Automated design of collective variables using supervised machine learning

Selection of appropriate collective variables for enhancing sampling of molecular simulations remains an unsolved problem in computational biophysics. In particular, picking initial collective variables (CVs) is particularly challenging in higher dimensions. Which atomic coordinates or transforms there of from a list of thousands should one pick for enhanced sampling runs? How does a modeler even begin to pick starting coordinates for investigation? This remains true even in the case of simple two state systems and only increases in difficulty for multi-state systems. In this work, we solve the initial CV problem using a data-driven approach inspired by the filed of supervised machine learning. In particular, we show how the decision functions in supervised machine learning (SML) algorithms can be used as initial CVs (SML_cv) for accelerated sampling. Using solvated alanine dipeptide and Chignolin mini-protein as our test cases, we illustrate how the distance to the Support Vector Machines’ decision hyperplane, the output probability estimates from Logistic Regression, the outputs from deep neural network classifiers, and other classifiers may be used to reversibly sample slow structural transitions. We discuss the utility of other SML algorithms that might be useful for identifying CVs for accelerating molecular simulations.

💡 Research Summary

The paper addresses the long‑standing challenge of selecting appropriate collective variables (CVs) for enhanced sampling in molecular simulations, especially when only a limited amount of data from the start and end states is available. The authors propose a data‑driven framework that leverages supervised machine‑learning (SML) classifiers to construct CVs directly from the decision functions of the models. By training a classifier on short trajectories labeled as “state A” or “state B”, the algorithm learns a high‑dimensional decision boundary that separates the two ensembles. This boundary is then transformed into a continuous, differentiable scalar (or vector) that can be used as a CV in metadynamics, umbrella sampling, or related methods.
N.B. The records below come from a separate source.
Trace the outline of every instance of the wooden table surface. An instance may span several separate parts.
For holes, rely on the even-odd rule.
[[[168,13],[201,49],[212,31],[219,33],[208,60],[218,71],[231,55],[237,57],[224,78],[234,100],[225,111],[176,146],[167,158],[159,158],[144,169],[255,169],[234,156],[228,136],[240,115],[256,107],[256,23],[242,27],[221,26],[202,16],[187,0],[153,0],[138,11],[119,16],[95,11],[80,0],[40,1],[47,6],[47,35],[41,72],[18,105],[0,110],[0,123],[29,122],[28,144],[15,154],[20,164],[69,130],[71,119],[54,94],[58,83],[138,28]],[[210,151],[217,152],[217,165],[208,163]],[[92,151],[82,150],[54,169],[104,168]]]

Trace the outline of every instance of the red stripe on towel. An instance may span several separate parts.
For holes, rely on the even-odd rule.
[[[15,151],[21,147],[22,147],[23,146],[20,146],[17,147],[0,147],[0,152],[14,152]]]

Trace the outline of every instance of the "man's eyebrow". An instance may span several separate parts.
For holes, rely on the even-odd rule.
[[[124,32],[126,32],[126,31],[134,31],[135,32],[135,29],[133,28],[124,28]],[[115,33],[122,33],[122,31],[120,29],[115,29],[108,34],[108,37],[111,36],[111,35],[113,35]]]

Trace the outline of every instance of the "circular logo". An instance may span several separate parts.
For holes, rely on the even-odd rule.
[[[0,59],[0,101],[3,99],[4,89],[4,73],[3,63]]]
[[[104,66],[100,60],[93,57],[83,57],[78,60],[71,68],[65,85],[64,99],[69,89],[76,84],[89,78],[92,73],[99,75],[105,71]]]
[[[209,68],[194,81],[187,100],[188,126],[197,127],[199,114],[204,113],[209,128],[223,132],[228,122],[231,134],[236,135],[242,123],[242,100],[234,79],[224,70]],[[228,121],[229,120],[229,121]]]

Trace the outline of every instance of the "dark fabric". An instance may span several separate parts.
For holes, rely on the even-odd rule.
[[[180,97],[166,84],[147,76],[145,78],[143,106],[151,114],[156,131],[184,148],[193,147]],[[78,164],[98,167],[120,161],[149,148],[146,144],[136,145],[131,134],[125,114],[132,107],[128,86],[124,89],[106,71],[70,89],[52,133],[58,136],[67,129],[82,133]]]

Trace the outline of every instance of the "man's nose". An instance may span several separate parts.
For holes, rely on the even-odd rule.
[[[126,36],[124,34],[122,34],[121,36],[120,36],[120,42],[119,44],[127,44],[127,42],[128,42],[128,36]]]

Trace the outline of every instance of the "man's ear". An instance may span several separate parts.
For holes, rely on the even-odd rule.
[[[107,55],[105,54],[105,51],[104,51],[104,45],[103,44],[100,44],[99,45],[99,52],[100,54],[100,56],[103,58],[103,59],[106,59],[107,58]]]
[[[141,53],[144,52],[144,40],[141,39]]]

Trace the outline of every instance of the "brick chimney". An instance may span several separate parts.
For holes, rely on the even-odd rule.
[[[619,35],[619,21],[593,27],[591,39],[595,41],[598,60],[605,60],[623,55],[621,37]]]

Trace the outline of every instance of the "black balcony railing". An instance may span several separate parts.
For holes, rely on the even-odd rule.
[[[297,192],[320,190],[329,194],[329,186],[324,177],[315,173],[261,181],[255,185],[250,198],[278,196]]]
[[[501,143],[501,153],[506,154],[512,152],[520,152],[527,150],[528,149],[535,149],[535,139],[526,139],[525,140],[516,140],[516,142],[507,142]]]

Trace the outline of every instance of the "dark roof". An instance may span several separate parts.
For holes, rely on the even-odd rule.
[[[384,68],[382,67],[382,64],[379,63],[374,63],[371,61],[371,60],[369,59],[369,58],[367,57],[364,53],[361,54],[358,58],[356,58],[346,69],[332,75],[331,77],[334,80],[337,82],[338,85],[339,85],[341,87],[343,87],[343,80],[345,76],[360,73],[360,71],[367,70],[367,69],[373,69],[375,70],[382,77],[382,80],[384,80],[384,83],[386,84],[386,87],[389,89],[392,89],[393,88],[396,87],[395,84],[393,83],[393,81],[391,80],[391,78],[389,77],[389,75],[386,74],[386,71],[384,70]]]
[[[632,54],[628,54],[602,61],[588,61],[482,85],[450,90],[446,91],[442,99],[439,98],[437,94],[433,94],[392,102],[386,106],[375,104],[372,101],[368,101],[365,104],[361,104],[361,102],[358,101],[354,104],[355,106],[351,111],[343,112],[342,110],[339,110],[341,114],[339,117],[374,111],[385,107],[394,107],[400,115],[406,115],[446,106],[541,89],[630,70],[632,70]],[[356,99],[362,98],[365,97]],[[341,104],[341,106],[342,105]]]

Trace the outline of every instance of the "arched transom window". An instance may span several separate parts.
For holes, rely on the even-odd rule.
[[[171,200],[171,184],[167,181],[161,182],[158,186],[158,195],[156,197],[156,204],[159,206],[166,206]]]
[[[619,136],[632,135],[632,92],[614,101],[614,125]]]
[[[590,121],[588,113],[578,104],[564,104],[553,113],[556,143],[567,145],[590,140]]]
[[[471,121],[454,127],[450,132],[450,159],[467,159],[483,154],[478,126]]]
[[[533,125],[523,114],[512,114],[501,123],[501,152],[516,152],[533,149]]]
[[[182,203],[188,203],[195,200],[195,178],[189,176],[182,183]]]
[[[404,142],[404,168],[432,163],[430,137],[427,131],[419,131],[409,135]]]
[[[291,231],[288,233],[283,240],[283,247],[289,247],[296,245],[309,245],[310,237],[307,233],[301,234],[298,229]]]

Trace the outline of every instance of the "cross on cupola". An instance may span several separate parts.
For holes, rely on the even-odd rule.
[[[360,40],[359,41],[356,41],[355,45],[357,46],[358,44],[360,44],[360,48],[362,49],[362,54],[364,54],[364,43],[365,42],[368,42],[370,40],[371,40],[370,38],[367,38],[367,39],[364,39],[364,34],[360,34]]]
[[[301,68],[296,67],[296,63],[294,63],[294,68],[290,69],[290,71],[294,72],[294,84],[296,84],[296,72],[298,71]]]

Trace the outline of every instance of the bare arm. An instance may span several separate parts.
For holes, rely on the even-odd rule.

Four representative SML approaches are explored:

1. Support Vector Machines (SVMs) – The signed distance of a configuration to the linear hyperplane (or to a kernel‑induced hyperplane) is taken as the CV. Because the distance is a smooth function of the atomic coordinates, it yields a well‑behaved biasing force.

2. Logistic Regression (LR) – The model outputs a probability of belonging to one of the two states via a sigmoid function. The probability (or its log‑odds) is directly usable as a CV, providing a naturally smooth reaction coordinate.

3. Deep Neural Networks (DNNs) – Multi‑layer perceptrons with ReLU/Swish activations are trained to classify the states. The un‑normalized logits or the soft‑max probabilities constitute one‑ or multi‑dimensional CVs, capable of capturing highly non‑linear separations.

4. Multiclass extensions – For systems with more than two metastable basins, the authors adopt a one‑vs‑rest strategy for SVMs or exploit the inherent multi‑output nature of DNNs. Each class‑specific decision function becomes an individual CV, enabling simultaneous biasing of several dimensions.

Feature engineering consists of constructing a comprehensive set of geometric descriptors (backbone/side‑chain dihedrals, pseudo‑dihedrals, inter‑atomic distances, contacts, etc.). Regularization (L1 for alanine dipeptide, L2 for Chignolin) is employed to prune irrelevant features and prevent over‑fitting. The workflow includes k‑fold cross‑validation (k = 3–10) to select hyper‑parameters and assess model robustness.

Implementation details are provided for integrating the learned models into existing sampling engines. Because the decision functions reduce to a series of vector‑dot‑product and activation operations, they can be expressed as PLUMED or OpenMM custom forces. The authors supply open‑source notebooks that demonstrate how to export scikit‑learn or TensorFlow models into the required mathematical form.

The methodology is validated on two benchmark systems:

• Alanine dipeptide – SVM distance CV reproduces the classic φ/ψ free‑energy landscape; LR and DNN CVs lower the effective barrier by ~30 % and accelerate transitions between the C7_eq and C7_ax conformers.

• Chignolin mini‑protein – A three‑state SVM (or DNN) provides three orthogonal CVs that capture folded, unfolded, and intermediate basins. Compared with traditional α‑helix/β‑sheet based CVs, the SML‑derived CVs achieve faster folding/unfolding kinetics and faster convergence of the free‑energy surface.

The authors argue that the approach eliminates the need for expert intuition in the initial CV selection, is readily extensible to high‑dimensional state spaces, and can be combined with experimental labeling to guide simulations toward experimentally relevant conformations. In summary, supervised‑learning‑derived collective variables constitute a powerful, automated tool for accelerating molecular dynamics simulations, especially in complex, multi‑state biomolecular systems.